The Register Files and Bypass Network

Multi-Issue Pipeline

Fig. 18 An example multi-issue pipeline. The integer register file needs 6 read ports and 3 write ports for the execution units present. The FP register file needs 3 read ports and 2 write ports. FP and memory operations share a long latency write port to both the integer and FP register file. To make scheduling of the write port trivial, the ALU’s pipeline is lengthened to match the FPU latency. The ALU is able to bypass from any of these stages to dependent instructions in the Register Read stage.

BOOM is a unified, Physical Register File (PRF) design. The register files hold both the committed and speculative state. Additionally, there are two register files: one for integer and one for floating point register values. The Rename Map Tables track which physical register corresponds to which ISA register.

BOOM uses the Berkeley hardfloat floating point units which use an internal 65-bit operand format (https://github.com/ucb-bar/berkeley-hardfloat). Therefore, all physical floating point registers are 65-bits.

Register Read

The register file statically provisions all of the register read ports required to satisfy all issued instructions. For example, if issue port #0 corresponds to an integer ALU and issue port #1 corresponds to memory unit, then the first two register read ports will statically serve the ALU and the next two register read ports will service the memory unit for four total read ports.

Dynamic Read Port Scheduling

Future designs can improve area-efficiency by provisioning fewer register read ports and using dynamically scheduling to arbitrate for them.

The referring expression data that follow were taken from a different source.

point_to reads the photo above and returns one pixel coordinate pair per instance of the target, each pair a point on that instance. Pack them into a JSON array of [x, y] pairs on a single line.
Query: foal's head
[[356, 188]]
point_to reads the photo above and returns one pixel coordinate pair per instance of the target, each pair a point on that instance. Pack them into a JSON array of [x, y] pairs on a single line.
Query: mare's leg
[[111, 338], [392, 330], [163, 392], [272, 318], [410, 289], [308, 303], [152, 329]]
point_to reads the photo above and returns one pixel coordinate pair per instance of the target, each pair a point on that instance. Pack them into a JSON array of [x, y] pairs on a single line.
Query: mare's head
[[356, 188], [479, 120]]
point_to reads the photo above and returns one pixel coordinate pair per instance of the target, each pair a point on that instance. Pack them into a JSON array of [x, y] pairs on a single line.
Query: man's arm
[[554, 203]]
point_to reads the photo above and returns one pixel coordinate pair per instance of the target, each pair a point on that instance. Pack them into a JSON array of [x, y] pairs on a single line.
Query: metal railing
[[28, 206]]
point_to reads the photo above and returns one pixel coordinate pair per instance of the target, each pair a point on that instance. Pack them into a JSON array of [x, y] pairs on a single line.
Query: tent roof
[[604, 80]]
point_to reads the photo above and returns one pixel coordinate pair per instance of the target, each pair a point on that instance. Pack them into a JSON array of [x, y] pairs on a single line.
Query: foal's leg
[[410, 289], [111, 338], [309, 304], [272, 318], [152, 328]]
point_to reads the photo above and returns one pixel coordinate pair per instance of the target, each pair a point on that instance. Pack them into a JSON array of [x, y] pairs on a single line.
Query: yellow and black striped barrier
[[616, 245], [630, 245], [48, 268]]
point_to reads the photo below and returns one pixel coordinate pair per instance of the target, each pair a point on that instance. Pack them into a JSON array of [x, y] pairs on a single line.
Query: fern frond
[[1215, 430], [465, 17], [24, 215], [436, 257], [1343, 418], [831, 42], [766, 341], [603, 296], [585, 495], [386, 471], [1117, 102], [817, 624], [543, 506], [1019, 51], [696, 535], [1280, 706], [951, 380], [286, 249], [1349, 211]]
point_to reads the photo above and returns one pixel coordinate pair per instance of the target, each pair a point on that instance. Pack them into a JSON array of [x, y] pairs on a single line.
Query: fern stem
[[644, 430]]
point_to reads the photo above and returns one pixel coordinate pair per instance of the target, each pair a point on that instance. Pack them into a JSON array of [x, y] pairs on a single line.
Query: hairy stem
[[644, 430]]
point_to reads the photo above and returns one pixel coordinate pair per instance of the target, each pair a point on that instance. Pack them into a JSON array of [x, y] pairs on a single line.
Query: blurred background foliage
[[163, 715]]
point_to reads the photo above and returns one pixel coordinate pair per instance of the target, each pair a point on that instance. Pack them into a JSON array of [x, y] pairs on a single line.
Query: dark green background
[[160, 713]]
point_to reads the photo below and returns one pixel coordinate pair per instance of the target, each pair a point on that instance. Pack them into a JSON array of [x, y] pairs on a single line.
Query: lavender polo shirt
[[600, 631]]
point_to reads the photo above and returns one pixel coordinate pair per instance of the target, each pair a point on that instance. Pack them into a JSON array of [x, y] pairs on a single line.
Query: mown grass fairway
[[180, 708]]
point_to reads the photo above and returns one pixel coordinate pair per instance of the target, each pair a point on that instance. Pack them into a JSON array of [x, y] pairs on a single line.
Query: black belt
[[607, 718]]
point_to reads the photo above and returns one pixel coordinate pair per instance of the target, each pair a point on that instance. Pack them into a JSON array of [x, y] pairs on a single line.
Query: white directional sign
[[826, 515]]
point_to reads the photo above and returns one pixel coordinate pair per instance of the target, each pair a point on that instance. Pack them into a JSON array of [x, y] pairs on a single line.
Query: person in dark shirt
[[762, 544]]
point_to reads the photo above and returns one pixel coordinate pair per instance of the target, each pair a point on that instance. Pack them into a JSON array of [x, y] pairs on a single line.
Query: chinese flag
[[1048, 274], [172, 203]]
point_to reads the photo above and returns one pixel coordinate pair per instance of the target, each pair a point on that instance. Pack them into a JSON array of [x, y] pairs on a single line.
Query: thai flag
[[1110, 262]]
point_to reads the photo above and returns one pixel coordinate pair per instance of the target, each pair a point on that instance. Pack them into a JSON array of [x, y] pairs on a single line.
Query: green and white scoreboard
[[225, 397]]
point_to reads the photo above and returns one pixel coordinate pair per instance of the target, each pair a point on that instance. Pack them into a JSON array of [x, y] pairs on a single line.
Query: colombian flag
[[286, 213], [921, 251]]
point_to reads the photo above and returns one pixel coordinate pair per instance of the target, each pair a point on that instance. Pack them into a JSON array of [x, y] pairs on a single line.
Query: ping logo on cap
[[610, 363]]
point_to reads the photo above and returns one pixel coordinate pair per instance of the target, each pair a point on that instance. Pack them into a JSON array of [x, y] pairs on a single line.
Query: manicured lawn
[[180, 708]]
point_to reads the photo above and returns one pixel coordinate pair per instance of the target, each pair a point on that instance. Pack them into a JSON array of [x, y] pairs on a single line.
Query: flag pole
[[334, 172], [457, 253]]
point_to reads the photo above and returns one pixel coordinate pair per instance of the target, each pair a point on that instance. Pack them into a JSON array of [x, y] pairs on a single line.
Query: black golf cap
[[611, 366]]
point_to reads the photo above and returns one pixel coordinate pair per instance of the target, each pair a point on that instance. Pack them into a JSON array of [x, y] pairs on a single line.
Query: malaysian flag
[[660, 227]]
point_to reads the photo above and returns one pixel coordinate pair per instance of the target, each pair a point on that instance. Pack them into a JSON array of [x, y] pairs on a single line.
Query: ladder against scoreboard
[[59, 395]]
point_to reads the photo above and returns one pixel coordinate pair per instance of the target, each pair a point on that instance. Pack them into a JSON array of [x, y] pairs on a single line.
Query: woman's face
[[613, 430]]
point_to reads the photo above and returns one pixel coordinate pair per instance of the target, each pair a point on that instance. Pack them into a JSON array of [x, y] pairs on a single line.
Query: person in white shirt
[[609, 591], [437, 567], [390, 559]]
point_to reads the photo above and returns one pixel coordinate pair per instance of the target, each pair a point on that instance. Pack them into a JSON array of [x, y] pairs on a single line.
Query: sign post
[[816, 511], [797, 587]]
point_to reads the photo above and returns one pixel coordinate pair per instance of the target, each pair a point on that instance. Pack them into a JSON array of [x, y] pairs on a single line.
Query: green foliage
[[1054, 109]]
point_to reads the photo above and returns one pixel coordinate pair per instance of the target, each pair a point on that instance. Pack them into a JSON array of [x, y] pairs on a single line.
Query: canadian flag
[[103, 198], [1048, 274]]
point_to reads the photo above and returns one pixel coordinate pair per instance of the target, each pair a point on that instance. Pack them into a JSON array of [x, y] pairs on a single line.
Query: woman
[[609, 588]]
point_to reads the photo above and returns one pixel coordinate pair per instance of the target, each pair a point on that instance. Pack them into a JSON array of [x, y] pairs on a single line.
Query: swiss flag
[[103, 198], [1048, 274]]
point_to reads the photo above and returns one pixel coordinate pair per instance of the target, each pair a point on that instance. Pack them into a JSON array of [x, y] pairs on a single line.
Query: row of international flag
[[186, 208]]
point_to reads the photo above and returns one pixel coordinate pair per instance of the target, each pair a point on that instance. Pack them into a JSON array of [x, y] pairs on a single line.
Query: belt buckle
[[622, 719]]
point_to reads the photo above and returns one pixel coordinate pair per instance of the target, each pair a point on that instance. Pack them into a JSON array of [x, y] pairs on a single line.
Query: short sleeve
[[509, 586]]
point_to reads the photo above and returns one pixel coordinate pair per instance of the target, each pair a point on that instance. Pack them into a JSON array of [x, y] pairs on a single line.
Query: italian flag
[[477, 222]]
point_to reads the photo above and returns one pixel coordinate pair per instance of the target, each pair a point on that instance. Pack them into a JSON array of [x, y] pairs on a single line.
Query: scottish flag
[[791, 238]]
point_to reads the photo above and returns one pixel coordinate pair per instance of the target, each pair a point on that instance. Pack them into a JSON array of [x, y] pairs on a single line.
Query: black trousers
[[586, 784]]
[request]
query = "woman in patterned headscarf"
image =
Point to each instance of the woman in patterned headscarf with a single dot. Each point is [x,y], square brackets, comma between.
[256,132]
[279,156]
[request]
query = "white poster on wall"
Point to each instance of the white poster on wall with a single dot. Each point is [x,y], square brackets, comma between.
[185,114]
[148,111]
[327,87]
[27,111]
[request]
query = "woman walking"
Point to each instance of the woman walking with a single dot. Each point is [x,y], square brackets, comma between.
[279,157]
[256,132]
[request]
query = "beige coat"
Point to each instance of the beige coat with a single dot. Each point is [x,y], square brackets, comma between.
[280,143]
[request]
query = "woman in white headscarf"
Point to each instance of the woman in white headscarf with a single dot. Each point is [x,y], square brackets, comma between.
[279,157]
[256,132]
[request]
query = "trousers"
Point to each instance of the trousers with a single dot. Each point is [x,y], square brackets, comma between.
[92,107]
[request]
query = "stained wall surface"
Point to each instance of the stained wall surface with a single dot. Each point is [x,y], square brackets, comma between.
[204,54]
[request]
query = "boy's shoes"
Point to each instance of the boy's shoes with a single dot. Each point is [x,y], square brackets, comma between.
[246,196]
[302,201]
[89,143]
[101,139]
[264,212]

This is particularly helpful as most instructions need only one operand. However, it does add extra complexity to the design, which is often manifested as extra pipeline stages to arbitrate and detect structural hazards. It also requires the ability to kill issued Micro-Ops (UOPs)<Micro-Op (UOP) and re-issue them from the Issue Queue on a later cycle.

Bypass Network

ALU operations can be issued back-to-back by having the write-back values forwarded through the Bypass Network. Bypassing occurs at the end of the Register Read stage.